6. Sweet Sue Sparrow

  • These are the most prolific breeders in difficult denture bird family. They know that the cost of defense, the aggravation involved, and the dentist’s time away from practice often leads to unjustified settlements.

7. Aphasic Tern

  • These patients have great trouble in communicating with the dentist during treatment. But as soon as the dentures are completed they become voluble experts of explaining every detail of countless problems.

8. Pocket Wearing Wren

  • He is fine happy male songster who just wants to be left alone. He has only one set of dentures and never comes in for adjustments because he hardly wears them. The occupation of this species is important so that it allows him to keep his dentures in his pocket and work.

4. Conclusion

  • A thorough knowledge of factors involved in construction of complete dentures is essential before attempting post insertion check up.

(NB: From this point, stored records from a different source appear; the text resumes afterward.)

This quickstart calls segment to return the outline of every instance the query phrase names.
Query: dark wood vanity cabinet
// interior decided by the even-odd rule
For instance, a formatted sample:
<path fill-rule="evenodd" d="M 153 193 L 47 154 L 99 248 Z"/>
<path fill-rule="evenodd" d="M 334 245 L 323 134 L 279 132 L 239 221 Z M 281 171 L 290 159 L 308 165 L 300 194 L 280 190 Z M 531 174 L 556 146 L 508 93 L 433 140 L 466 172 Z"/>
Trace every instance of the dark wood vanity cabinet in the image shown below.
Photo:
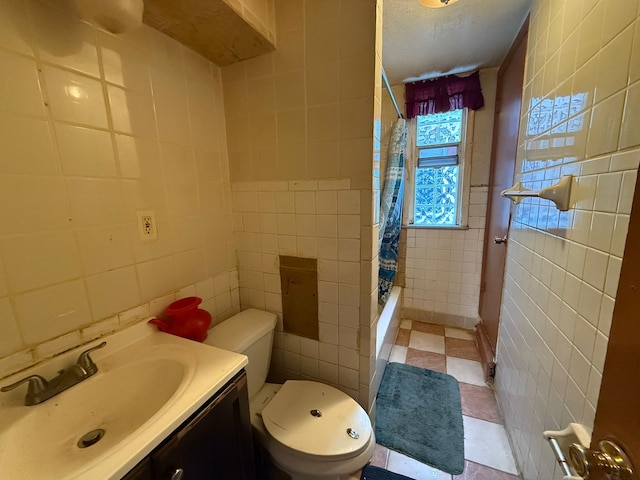
<path fill-rule="evenodd" d="M 255 478 L 247 376 L 243 370 L 124 480 Z"/>

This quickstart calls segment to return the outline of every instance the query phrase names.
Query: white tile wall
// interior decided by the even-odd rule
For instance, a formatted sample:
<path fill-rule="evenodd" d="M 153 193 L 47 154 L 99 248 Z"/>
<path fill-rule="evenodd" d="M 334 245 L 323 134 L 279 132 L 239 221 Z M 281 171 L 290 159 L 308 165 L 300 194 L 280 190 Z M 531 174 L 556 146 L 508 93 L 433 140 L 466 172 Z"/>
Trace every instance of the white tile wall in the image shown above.
<path fill-rule="evenodd" d="M 278 0 L 275 15 L 278 48 L 223 69 L 233 181 L 371 188 L 376 2 Z"/>
<path fill-rule="evenodd" d="M 345 243 L 355 233 L 338 228 L 347 217 L 360 233 L 360 192 L 349 184 L 348 179 L 234 183 L 232 199 L 241 304 L 280 319 L 271 376 L 323 380 L 358 398 L 360 243 Z M 333 247 L 316 248 L 321 243 Z M 279 255 L 318 259 L 319 341 L 283 332 Z"/>
<path fill-rule="evenodd" d="M 256 166 L 275 165 L 275 133 L 283 178 L 300 178 L 300 159 L 307 155 L 309 171 L 303 177 L 344 177 L 319 184 L 294 182 L 286 192 L 275 180 L 260 193 L 293 195 L 276 195 L 275 200 L 266 195 L 266 201 L 261 195 L 255 200 L 258 211 L 251 211 L 253 198 L 243 199 L 249 210 L 232 216 L 225 123 L 232 150 L 247 143 L 240 143 L 244 137 L 233 115 L 225 119 L 222 114 L 220 71 L 215 66 L 146 27 L 113 37 L 78 21 L 65 10 L 66 4 L 5 3 L 0 7 L 0 69 L 11 75 L 1 76 L 1 90 L 11 93 L 0 94 L 0 125 L 6 127 L 0 139 L 0 221 L 6 228 L 0 232 L 0 308 L 7 332 L 0 341 L 0 372 L 15 371 L 157 314 L 177 296 L 206 297 L 204 307 L 220 316 L 236 310 L 235 223 L 251 248 L 256 244 L 249 234 L 261 235 L 259 259 L 250 249 L 238 257 L 243 270 L 257 269 L 258 262 L 263 270 L 262 276 L 246 276 L 247 285 L 264 285 L 264 290 L 243 290 L 246 305 L 278 309 L 279 282 L 273 273 L 277 253 L 326 260 L 327 282 L 341 287 L 333 297 L 337 303 L 323 302 L 325 318 L 337 319 L 323 326 L 328 341 L 319 342 L 318 358 L 313 345 L 304 345 L 302 354 L 302 340 L 300 353 L 277 343 L 283 355 L 281 360 L 276 356 L 276 362 L 286 356 L 293 371 L 325 375 L 355 398 L 361 394 L 366 399 L 369 369 L 355 367 L 356 360 L 362 363 L 371 354 L 369 342 L 375 344 L 375 338 L 369 338 L 377 264 L 372 192 L 379 185 L 371 182 L 370 172 L 372 151 L 373 161 L 379 158 L 379 122 L 374 123 L 377 129 L 371 128 L 371 113 L 379 117 L 381 110 L 376 73 L 381 64 L 381 6 L 374 32 L 371 0 L 345 4 L 339 15 L 328 15 L 315 2 L 303 8 L 298 2 L 280 2 L 279 51 L 243 63 L 242 76 L 234 76 L 237 68 L 225 73 L 229 98 L 246 102 L 256 113 L 249 122 L 260 127 L 251 137 L 258 147 L 251 151 Z M 295 8 L 283 8 L 294 3 Z M 266 24 L 267 36 L 273 35 L 271 2 L 235 4 L 246 17 L 256 14 Z M 338 2 L 326 7 L 331 10 Z M 328 26 L 339 35 L 329 35 Z M 372 69 L 362 53 L 370 49 L 376 33 Z M 305 45 L 301 35 L 306 49 L 300 48 Z M 323 86 L 313 69 L 330 71 L 326 62 L 333 60 L 343 71 Z M 246 88 L 234 91 L 235 83 Z M 318 89 L 313 90 L 314 85 Z M 329 108 L 311 105 L 327 100 L 327 86 L 330 95 L 341 90 L 340 101 Z M 372 87 L 373 98 L 367 93 Z M 305 118 L 301 109 L 307 102 Z M 286 112 L 274 115 L 276 107 Z M 306 130 L 305 121 L 319 122 L 318 128 Z M 304 137 L 307 133 L 309 138 Z M 314 143 L 316 133 L 320 137 Z M 240 177 L 246 175 L 242 155 L 235 160 Z M 260 174 L 271 175 L 266 170 Z M 349 189 L 349 179 L 357 179 L 357 190 L 338 196 L 338 190 Z M 318 198 L 327 200 L 326 205 L 316 201 L 314 207 L 310 191 L 323 192 Z M 296 210 L 298 192 L 303 195 L 298 195 Z M 144 243 L 137 238 L 135 212 L 149 209 L 156 213 L 159 239 Z M 320 225 L 323 236 L 315 221 L 318 215 L 334 217 Z M 286 233 L 280 234 L 280 228 Z M 35 250 L 25 252 L 26 245 L 43 236 L 48 241 L 43 252 L 63 262 L 43 265 L 34 262 Z"/>
<path fill-rule="evenodd" d="M 277 256 L 317 258 L 320 351 L 279 334 L 272 374 L 320 378 L 368 408 L 382 6 L 275 3 L 276 51 L 223 69 L 242 305 L 280 312 Z"/>
<path fill-rule="evenodd" d="M 469 228 L 407 229 L 404 306 L 477 318 L 487 187 L 471 187 Z"/>
<path fill-rule="evenodd" d="M 638 5 L 534 2 L 516 171 L 575 180 L 568 212 L 513 211 L 496 390 L 526 480 L 562 478 L 543 430 L 594 422 L 640 163 Z"/>
<path fill-rule="evenodd" d="M 180 296 L 239 308 L 219 68 L 67 5 L 0 5 L 0 377 Z"/>

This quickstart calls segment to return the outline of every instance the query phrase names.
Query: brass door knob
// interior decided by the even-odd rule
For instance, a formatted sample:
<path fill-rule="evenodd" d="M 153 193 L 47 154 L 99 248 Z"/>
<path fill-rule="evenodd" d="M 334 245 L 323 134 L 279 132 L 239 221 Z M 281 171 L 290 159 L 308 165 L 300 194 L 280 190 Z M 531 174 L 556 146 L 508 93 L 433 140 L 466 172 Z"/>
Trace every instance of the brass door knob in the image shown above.
<path fill-rule="evenodd" d="M 569 461 L 576 473 L 589 478 L 593 471 L 603 472 L 609 480 L 631 480 L 633 468 L 622 448 L 610 440 L 602 440 L 600 450 L 574 443 L 569 446 Z"/>
<path fill-rule="evenodd" d="M 493 243 L 499 245 L 501 243 L 507 243 L 507 236 L 504 237 L 493 237 Z"/>

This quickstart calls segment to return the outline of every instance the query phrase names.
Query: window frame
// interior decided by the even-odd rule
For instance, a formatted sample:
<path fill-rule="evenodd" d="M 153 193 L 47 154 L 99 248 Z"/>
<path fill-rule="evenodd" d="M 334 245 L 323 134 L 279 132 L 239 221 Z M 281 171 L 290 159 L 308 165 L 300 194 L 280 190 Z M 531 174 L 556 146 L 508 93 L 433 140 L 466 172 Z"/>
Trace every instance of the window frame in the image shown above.
<path fill-rule="evenodd" d="M 408 228 L 431 228 L 458 230 L 469 228 L 469 198 L 471 194 L 471 155 L 473 147 L 474 111 L 462 109 L 461 138 L 458 147 L 458 211 L 455 225 L 415 225 L 413 223 L 416 198 L 416 168 L 420 147 L 416 146 L 417 118 L 407 121 L 407 155 L 405 162 L 405 201 L 402 226 Z M 424 147 L 423 147 L 424 148 Z"/>

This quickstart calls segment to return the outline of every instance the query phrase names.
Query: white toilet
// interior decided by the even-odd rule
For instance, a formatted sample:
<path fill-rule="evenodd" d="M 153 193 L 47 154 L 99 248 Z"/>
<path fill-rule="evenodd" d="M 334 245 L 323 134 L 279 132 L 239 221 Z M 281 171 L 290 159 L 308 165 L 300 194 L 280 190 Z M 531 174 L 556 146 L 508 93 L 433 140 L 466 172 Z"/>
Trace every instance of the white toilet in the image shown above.
<path fill-rule="evenodd" d="M 276 316 L 245 310 L 209 330 L 204 343 L 243 353 L 251 423 L 273 463 L 292 480 L 338 480 L 361 469 L 376 440 L 364 409 L 320 382 L 265 383 Z"/>

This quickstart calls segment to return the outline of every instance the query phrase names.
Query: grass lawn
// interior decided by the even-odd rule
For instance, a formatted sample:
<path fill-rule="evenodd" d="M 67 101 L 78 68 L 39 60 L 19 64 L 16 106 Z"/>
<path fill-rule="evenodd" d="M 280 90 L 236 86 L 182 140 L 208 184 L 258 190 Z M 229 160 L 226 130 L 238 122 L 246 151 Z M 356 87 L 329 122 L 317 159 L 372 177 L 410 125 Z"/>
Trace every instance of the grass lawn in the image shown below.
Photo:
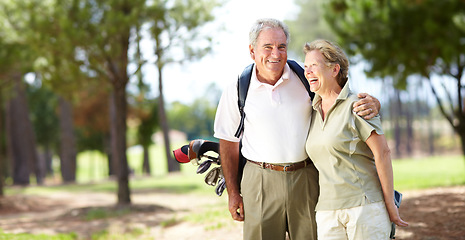
<path fill-rule="evenodd" d="M 173 145 L 173 148 L 180 147 L 182 144 Z M 214 188 L 204 183 L 205 174 L 196 174 L 196 166 L 190 163 L 181 165 L 181 172 L 176 174 L 167 174 L 166 160 L 161 146 L 153 146 L 150 149 L 152 175 L 142 177 L 141 162 L 142 152 L 138 148 L 131 148 L 128 151 L 128 162 L 134 170 L 130 180 L 132 190 L 143 189 L 160 189 L 166 192 L 177 194 L 202 194 L 214 195 Z M 394 186 L 399 191 L 423 189 L 442 186 L 465 185 L 465 160 L 463 156 L 437 156 L 422 159 L 398 159 L 393 161 L 394 169 Z M 107 160 L 106 157 L 97 152 L 82 153 L 78 157 L 77 184 L 53 186 L 35 186 L 31 185 L 26 188 L 5 187 L 6 195 L 14 194 L 40 194 L 47 195 L 60 191 L 66 192 L 112 192 L 116 193 L 117 184 L 115 180 L 107 177 Z M 59 174 L 56 174 L 59 175 Z M 225 197 L 225 196 L 223 196 Z M 107 218 L 115 213 L 91 212 L 88 217 Z M 111 215 L 113 214 L 113 215 Z M 117 213 L 126 214 L 126 212 Z M 224 209 L 211 209 L 211 211 L 202 214 L 191 214 L 186 217 L 186 221 L 203 222 L 217 221 L 218 225 L 212 228 L 222 228 L 222 222 L 218 219 L 229 219 L 229 214 Z M 167 223 L 169 224 L 169 223 Z M 147 230 L 148 231 L 148 230 Z M 138 236 L 143 233 L 131 232 L 122 235 L 112 235 L 108 232 L 98 232 L 93 234 L 95 240 L 108 239 L 139 239 Z M 34 235 L 34 234 L 6 234 L 0 229 L 0 240 L 3 239 L 28 239 L 43 240 L 57 239 L 68 240 L 78 239 L 75 233 L 59 235 Z"/>
<path fill-rule="evenodd" d="M 463 156 L 399 159 L 392 166 L 397 190 L 465 185 Z"/>
<path fill-rule="evenodd" d="M 173 144 L 177 148 L 185 143 Z M 196 166 L 182 164 L 181 172 L 167 174 L 166 158 L 161 145 L 150 148 L 150 177 L 142 176 L 142 151 L 128 150 L 128 163 L 134 175 L 131 189 L 162 189 L 176 193 L 198 192 L 212 194 L 212 187 L 204 183 L 205 174 L 196 174 Z M 394 186 L 399 191 L 441 186 L 465 185 L 465 159 L 463 156 L 434 156 L 420 159 L 393 160 Z M 58 169 L 57 169 L 58 171 Z M 116 192 L 116 181 L 108 178 L 107 159 L 98 152 L 84 152 L 78 156 L 78 184 L 67 186 L 5 188 L 6 194 L 36 193 L 37 191 L 106 191 Z M 57 174 L 59 175 L 59 174 Z M 82 185 L 82 186 L 81 186 Z"/>

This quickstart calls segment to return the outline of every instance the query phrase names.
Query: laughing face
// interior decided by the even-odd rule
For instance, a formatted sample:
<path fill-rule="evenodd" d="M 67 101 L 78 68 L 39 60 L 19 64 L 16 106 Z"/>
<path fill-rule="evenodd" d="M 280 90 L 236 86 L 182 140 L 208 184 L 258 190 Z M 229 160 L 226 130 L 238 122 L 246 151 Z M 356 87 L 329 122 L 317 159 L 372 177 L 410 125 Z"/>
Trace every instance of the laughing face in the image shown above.
<path fill-rule="evenodd" d="M 258 35 L 255 46 L 250 45 L 252 59 L 261 82 L 274 85 L 284 71 L 287 60 L 287 39 L 280 28 L 267 28 Z"/>
<path fill-rule="evenodd" d="M 337 85 L 338 67 L 338 64 L 328 66 L 320 51 L 308 52 L 305 55 L 305 77 L 310 84 L 310 90 L 320 95 L 333 90 L 334 84 Z"/>

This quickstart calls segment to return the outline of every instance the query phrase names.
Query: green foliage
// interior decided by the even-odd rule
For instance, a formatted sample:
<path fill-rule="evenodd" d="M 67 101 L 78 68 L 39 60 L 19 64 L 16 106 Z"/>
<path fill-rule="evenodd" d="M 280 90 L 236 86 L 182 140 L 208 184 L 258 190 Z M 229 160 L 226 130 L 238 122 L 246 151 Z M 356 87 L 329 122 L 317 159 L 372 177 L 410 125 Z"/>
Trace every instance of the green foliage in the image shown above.
<path fill-rule="evenodd" d="M 157 67 L 199 58 L 211 51 L 210 32 L 202 28 L 214 19 L 217 0 L 154 0 L 148 6 L 150 33 L 155 40 Z"/>
<path fill-rule="evenodd" d="M 37 142 L 42 146 L 55 147 L 59 130 L 58 96 L 36 81 L 28 85 L 27 98 Z"/>
<path fill-rule="evenodd" d="M 139 105 L 140 124 L 137 129 L 138 144 L 150 146 L 153 143 L 152 135 L 160 127 L 158 116 L 158 101 L 145 100 L 143 105 Z"/>
<path fill-rule="evenodd" d="M 0 240 L 76 240 L 78 239 L 76 233 L 67 234 L 29 234 L 29 233 L 4 233 L 0 229 Z"/>
<path fill-rule="evenodd" d="M 326 10 L 338 42 L 370 63 L 371 77 L 392 76 L 405 88 L 409 75 L 464 65 L 465 31 L 454 22 L 465 14 L 463 1 L 333 0 Z"/>
<path fill-rule="evenodd" d="M 96 219 L 106 219 L 106 218 L 115 218 L 121 217 L 131 213 L 129 208 L 121 208 L 121 209 L 105 209 L 105 208 L 95 208 L 90 209 L 86 212 L 84 219 L 86 221 L 92 221 Z"/>
<path fill-rule="evenodd" d="M 289 54 L 295 59 L 303 59 L 303 46 L 315 39 L 336 40 L 323 17 L 325 0 L 296 0 L 301 9 L 296 19 L 285 21 L 291 33 Z"/>
<path fill-rule="evenodd" d="M 37 57 L 36 49 L 29 44 L 33 33 L 29 31 L 33 15 L 26 11 L 32 4 L 24 1 L 0 2 L 0 77 L 10 74 L 29 72 L 33 60 Z"/>
<path fill-rule="evenodd" d="M 223 204 L 208 206 L 202 213 L 193 213 L 185 217 L 189 222 L 207 225 L 205 230 L 221 229 L 228 225 L 231 214 L 225 211 Z"/>
<path fill-rule="evenodd" d="M 391 78 L 404 90 L 413 75 L 430 83 L 465 154 L 465 2 L 331 0 L 325 7 L 339 44 L 368 63 L 368 77 Z M 433 76 L 446 78 L 436 78 L 439 83 L 433 84 Z M 455 87 L 444 79 L 454 81 Z"/>
<path fill-rule="evenodd" d="M 119 232 L 109 232 L 108 230 L 103 230 L 92 234 L 92 240 L 132 240 L 132 239 L 141 239 L 141 240 L 151 240 L 151 237 L 143 237 L 144 230 L 142 229 L 133 229 L 129 233 L 119 233 Z"/>
<path fill-rule="evenodd" d="M 176 225 L 179 223 L 179 220 L 176 219 L 176 217 L 172 217 L 170 219 L 167 219 L 165 221 L 162 221 L 160 223 L 160 226 L 164 227 L 164 228 L 167 228 L 167 227 L 170 227 L 170 226 L 173 226 L 173 225 Z"/>
<path fill-rule="evenodd" d="M 212 138 L 216 105 L 207 99 L 197 99 L 191 105 L 174 102 L 168 119 L 171 127 L 187 134 L 188 140 Z"/>

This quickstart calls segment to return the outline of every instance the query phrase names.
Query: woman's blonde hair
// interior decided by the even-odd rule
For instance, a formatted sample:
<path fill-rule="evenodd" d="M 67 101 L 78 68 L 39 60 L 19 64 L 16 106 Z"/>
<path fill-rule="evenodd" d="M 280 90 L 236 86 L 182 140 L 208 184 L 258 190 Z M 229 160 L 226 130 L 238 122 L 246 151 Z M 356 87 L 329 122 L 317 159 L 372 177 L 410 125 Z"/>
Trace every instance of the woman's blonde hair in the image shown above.
<path fill-rule="evenodd" d="M 323 39 L 318 39 L 311 43 L 305 43 L 305 55 L 313 50 L 318 50 L 323 55 L 328 67 L 333 64 L 339 64 L 340 70 L 336 79 L 339 86 L 343 88 L 347 83 L 349 74 L 349 59 L 344 51 L 342 51 L 338 45 Z"/>

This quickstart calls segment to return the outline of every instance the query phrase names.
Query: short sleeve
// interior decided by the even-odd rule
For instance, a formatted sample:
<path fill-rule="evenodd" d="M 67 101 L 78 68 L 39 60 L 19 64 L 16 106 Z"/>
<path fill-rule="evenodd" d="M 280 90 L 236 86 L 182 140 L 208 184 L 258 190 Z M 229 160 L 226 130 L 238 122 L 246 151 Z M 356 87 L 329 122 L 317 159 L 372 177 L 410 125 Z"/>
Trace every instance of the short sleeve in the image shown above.
<path fill-rule="evenodd" d="M 241 120 L 237 99 L 237 83 L 235 82 L 226 87 L 218 103 L 214 124 L 215 138 L 231 142 L 240 141 L 240 138 L 234 136 Z"/>
<path fill-rule="evenodd" d="M 371 132 L 376 131 L 378 135 L 383 135 L 383 129 L 381 127 L 381 118 L 378 115 L 372 119 L 366 120 L 363 117 L 353 113 L 355 117 L 355 126 L 360 136 L 360 139 L 364 142 L 371 136 Z"/>

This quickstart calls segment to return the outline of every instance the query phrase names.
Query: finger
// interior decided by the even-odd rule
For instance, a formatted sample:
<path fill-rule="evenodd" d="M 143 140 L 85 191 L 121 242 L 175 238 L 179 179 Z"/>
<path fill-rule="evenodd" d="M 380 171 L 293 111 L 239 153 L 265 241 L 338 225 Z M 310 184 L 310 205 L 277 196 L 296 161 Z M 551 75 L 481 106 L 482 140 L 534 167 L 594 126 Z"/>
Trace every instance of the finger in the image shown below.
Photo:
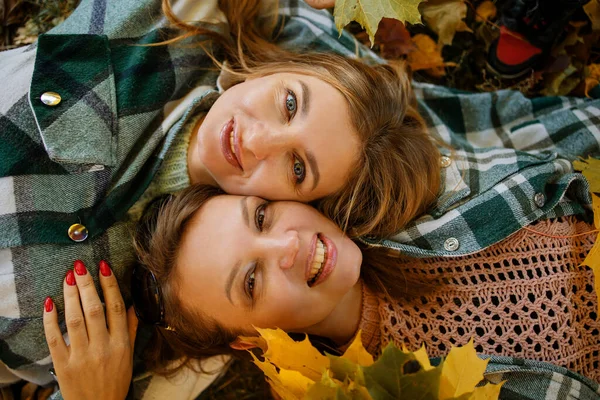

  • Without having this knowledge, any attempt made to solve post insertion problems will lead to haphazard reduction of prosthesis which will compromise its purpose, also leading to repeated patient visits and dissatisfaction of the patient.

  • Also the role of patient in getting used to the prosthesis should be clearly explained to him rather than simply heeding to patient demands.


  1. . (1988) Difficult denture birds–New sightings. The Journal of Prosthetic Dentistry. ;60(1):70-74.